Abdelaziz Bouteflika, le président algérien qui n’avait plus été vu en public depuis 2016, vient de faire sa première apparition officielle.
Le vieux président a été vu à Alger, deux jours seulement après l’appel lancé par le secrétaire général du FLN (au pouvoir), demandant à monsieur Bouteflika de briguer un 5e mandat l’année prochaine.*
C’est l’une des apparitions publiques les plus médiatisées d’Algérie, sinon, la plus médiatisée du Maghreb en ce moment. Abdelaziz Bouteflika a été accueilli comme une rock star dans le centre d’Alger, la capitale algérienne. Pour célébrer le ‘‘retour’‘ du vieux chef d’Etat, des youyous (longs cris aigus et modulés poussés par les femmes d’Afrique du Nord) étaient entendus dans le centre-ville ce lundi.
Les chaînes de télévision ne se sont pas fait prier pour diffuser en boucle les images de liesse de la foule, célébrant son président.

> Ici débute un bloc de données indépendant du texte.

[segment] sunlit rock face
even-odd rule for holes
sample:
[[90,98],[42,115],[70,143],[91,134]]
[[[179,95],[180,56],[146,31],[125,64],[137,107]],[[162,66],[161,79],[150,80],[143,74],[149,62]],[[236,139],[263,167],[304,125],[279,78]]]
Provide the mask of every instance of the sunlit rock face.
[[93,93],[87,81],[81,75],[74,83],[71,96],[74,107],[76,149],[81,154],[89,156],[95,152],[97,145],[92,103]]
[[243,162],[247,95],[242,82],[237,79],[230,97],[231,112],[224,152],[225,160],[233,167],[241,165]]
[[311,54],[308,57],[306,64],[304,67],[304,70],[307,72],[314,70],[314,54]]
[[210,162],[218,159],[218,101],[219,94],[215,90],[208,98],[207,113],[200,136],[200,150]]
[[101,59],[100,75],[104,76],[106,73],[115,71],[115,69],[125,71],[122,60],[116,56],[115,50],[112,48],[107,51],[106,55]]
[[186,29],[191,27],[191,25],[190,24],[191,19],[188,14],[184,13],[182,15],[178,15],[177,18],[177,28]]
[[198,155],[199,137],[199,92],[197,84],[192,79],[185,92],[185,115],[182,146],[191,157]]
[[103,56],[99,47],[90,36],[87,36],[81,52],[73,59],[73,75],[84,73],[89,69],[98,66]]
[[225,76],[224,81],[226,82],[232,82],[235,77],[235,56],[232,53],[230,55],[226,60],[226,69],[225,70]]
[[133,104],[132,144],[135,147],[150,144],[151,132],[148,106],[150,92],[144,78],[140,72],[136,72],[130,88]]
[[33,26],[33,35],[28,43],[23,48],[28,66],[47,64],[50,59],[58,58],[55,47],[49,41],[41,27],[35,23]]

Mais l’homme est âgé et malade. A 81 ans, monsieur Bouteflika (qui avait été vu en public pour la dernière fois fin 2016) ne se déplace plus qu’en fauteuil roulant. Il avait été victime d’un AVC en 2013, qui lui avait valu un séjour à l’hôpital militaire du Val-de-Grâce (France), un établissement parisien qui accueille régulièrement le nec plus ultra des personnalités françaises et étrangères.
Le chef de l’Etat algérien a tout de même salué ses compatriotes depuis la mosquée de Ketchaoua. Lui, se tenait sur le perron de la mosquée, tandis que la foule lui lançait des salutations depuis le contrebas, aux abords de la place des Martyrs. Le président algérien a même inauguré une station de métro flambant neuve à Aïn Naâdja, après avoir salué la foule.
Bouteflika candidat, ou pas candidat ?
Mais au-delà de la liesse que suscite l’apparition publique du numéro 1 algérien, une question taraude les esprits : Abdelaziz Bouteflika briguera-t-il un cinquième mandat à la tête de son pays ? La question prend tout son sens, si l’on se réfère à l’appel lancé ce samedi par Djamel Ould Abbès, le secrétaire général du FLN (Front de libération national, au pouvoir). Ce samedi, monsieur Ould Abbès appelait au nom ‘’ des 700 000 militants’‘ le président octogénaire à briguer un autre mandat en 2019.
Mais il ne faut pas faire d’amalgame ; pour l’heure, il ne s’agit pas d’une candidature du président algérien, qui ne s’est pas encore prononcé sur la question, n’ayant pour le moment déposé aucune candidature officielle. Précisions que Djamel Ould Abbès a laissé comme consigne aux militants du FLN d‘éviter le sujet.
Le secrétaire général du parti au pouvoir était pourtant à des années-lumières de Baha Eddine Tliba, le député FLN qui appelait ouvertement à une candidature de monsieur Bouteflika pour la prochaine présidentielle. En effet, en février dernier, Djamel Ould Abbès se prononçait sur le site internet Tout sur l’Algérie, marquant sa distance vis-à-vis du député, évitant d’appeler à la candidature de son patron.
Mais le secrétaire général du FLN semble désormais prendre les choses à coeur et en public, annonçant il y a quelques jours l’existence d’un ‘‘document sur les réalisations du Président Bouteflika de 1999 à 2019’‘. Il est suivi dans sa démarche par Abdelkader Messahel, le ministre algérien des Affaires étrangères, qui a célébré le bilan présidentiel de son champion.
Mais l’opposition, qui ne veut pas être dupe, voit les choses sous un autre angle. Pour Sofiane Djilali, secrétaire général du part Jil Jadid, l’apparition du président algérien et l’annonce du secrétaire général du FLN cachent mal une sourde guerre de succession au sein du plus vieux parti politique du pays.
Sofiane Djilali : ‘‘c’est un plan de communication pour s’assurer de conserver de l’autorité durant la dernière année de l’actuel mandat. Les remous sont nombreux, tant au sein du FLN, qui ajourne de manière répétée la réunion de son comité central, qu’à l’extérieur. Sans une annonce, les questions se bousculeraient sur le potentiel successeur…’‘
En d’autres termes, la sortie du président algérien et l’annonce de monsieur Ould Abbès font croire que tout va bien au sein du parti au pouvoir. Ce qui, pour l’opposition, n’est pas le cas.